And more. Another item from Normblog, that made me laugh a good deal. About people who pontificate in a repetitive repetitive manner about clichés and the end of civilization as we know it. I know people like that, I’ve been trapped at dinner tables and in cars with them on more than one occasion. (Some people even think I do that! Would you believe it!) Drone drone drone they go, droning about droning bores. Rather the way I am now. I’ll let Norm tell it:
Not only that, there are ‘more dangerous’ clichés, says Mortimer, like ‘”the war against terrorism” when we aren’t at war with any country’. One reads this sort of thing so often now, I’m thinking of charging a small fee to explain in simple language to those a bit on the slow side usages of the word ‘war’ not involving simple bilateral conflict between sovereign states. Anyway, Mortimer regrets that ‘political ideas have become clichéd’, and laments a lost time ‘when sentences and our language were used to mean something and sound well’. Harrrrumph! I invite entries of no more than thirty words saying in the most clichéd way you can that we’re going down the tubes because of slack speech patterns.
Good old days, verbs as nouns, they don’t, nobody, any more, you used to be able to, why I remember when, subjunctive, they when they mean he, heorshe, politically correct, between he and I, a good book, tv, youth culture, time was, Orwell, never use a long word when a short one will do, tell what you know, simple, good Anglo-Saxon, Latinate, jargon, sociologese, schools these days, illiterate, teachers, Book of Common Prayer, coughcough hack wheeze.

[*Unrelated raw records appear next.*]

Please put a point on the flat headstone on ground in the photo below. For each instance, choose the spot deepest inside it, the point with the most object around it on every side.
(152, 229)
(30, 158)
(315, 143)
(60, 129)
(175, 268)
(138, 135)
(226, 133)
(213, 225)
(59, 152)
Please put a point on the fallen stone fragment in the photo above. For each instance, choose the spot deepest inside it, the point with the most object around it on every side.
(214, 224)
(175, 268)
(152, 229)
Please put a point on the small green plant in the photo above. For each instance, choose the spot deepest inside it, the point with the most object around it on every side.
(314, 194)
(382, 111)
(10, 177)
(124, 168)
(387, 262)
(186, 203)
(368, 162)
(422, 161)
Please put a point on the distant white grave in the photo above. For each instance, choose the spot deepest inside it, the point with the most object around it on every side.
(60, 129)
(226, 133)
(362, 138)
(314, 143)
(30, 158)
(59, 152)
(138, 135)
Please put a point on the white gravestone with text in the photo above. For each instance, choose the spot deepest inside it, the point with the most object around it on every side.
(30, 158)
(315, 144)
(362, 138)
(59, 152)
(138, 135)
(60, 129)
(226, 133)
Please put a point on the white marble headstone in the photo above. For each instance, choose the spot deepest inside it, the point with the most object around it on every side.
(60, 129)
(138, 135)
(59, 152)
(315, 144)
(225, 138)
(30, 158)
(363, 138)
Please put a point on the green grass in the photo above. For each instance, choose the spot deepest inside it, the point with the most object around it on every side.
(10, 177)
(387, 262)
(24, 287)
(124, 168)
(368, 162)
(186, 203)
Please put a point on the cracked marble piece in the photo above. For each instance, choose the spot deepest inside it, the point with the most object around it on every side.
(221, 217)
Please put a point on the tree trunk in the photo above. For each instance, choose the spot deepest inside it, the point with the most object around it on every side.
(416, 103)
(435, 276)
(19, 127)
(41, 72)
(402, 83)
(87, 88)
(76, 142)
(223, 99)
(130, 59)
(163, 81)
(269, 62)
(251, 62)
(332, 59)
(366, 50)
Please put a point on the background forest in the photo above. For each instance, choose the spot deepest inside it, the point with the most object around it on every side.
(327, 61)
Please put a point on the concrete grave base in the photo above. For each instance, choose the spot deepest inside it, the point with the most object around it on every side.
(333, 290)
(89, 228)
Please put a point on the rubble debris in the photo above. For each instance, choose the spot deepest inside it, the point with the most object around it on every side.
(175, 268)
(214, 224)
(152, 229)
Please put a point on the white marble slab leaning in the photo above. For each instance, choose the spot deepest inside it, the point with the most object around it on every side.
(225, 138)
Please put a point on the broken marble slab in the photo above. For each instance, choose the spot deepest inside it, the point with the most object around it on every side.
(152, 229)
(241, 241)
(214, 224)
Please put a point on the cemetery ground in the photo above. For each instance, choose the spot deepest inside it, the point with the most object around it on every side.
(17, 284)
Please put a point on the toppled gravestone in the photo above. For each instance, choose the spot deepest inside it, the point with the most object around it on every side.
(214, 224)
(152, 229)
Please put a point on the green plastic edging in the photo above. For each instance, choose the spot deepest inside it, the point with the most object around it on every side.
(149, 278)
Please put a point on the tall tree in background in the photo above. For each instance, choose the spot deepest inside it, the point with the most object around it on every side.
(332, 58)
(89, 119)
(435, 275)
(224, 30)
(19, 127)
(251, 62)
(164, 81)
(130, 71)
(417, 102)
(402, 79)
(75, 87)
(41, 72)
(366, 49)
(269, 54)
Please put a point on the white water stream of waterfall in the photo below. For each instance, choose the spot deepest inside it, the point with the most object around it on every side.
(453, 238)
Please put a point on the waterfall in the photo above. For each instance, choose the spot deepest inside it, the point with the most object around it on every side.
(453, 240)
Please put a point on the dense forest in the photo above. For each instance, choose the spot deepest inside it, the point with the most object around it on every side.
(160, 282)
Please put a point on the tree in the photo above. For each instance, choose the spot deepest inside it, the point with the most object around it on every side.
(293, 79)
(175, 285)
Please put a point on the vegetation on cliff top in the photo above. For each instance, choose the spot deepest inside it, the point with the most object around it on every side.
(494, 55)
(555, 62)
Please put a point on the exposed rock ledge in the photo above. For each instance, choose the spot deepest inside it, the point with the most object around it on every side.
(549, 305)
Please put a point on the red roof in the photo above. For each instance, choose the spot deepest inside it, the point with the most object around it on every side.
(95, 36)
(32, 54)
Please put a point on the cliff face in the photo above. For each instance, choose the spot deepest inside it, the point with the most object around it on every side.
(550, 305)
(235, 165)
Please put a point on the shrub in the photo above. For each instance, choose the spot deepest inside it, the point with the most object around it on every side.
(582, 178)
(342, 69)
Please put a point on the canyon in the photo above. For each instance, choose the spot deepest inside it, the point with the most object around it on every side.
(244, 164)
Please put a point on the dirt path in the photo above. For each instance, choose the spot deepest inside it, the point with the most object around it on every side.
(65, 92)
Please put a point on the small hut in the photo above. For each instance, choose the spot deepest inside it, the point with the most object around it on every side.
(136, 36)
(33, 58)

That was fun. Next. There are a lot of interesting items at Cliopatria. This one for instance on Howard Zinn’s A People’s History of the United States and a critique of it in ‘Dissent.’ The author of the critique comments there too. And then there’s this and this on the departure of Invisible Adjunct – which has caused a lot of reaction in blogoville, but the comment at Cliopatria is particularly interesting since it comes from colleagues. IA is a historian. Historians regret her departure. This whole adjunct thing is – well, let me put it this way, it’s the market going one way and ethics going another. PhDs are a dime a dozen therefore we can underpay and overwork them therefore we will. Peachy.